Sloan Hospital for Women
http://hora.cpmc.columbia.edu/dept/obgyn/index.html
http://hora.cpmc.columbia.edu/dept/obgyn/patient-care-services/gynecology.html

St. Lukes
http://www.nywomenshealth.com/faculty/

Another possiblity 
Albert Einstein College of Medicine, Bronx, NY 10461 
Division of Female Pelvic Medicine and Reconstructive Surgery
http://www.aecom.yu.edu/obgyn/divdep/urogyn.html


==

If you have further questions that you would like to direct to me,
please feel free to do so under the heading "for Umiat." I will be
happy to look into these, or other areas, in more depth.
Unfortunately, since researchers only get 75-percent of the posted
question price, I have run into more hours of researching than normal
for the price offered. (By the way, thank you so much for you nice
comments and five starts.
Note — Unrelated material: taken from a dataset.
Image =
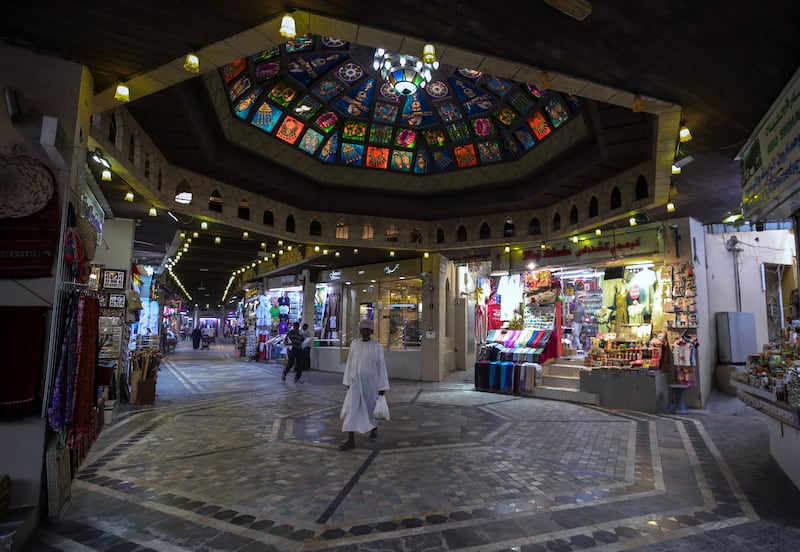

It is always a pleasure to know that a
customer is happy with the information provided)

Best of luck,

umiat
designguru-ga rated this answer:5 out of 5 stars
I felt the researcher was very thorough and gave a lot of great
information. Thank you. I am hoping that offense is not taken that I
am not offering a further tip, but I feel $100 is a good amount for
such research. It is no reflection at all on the job done or my
appreciation for it! Thank you again!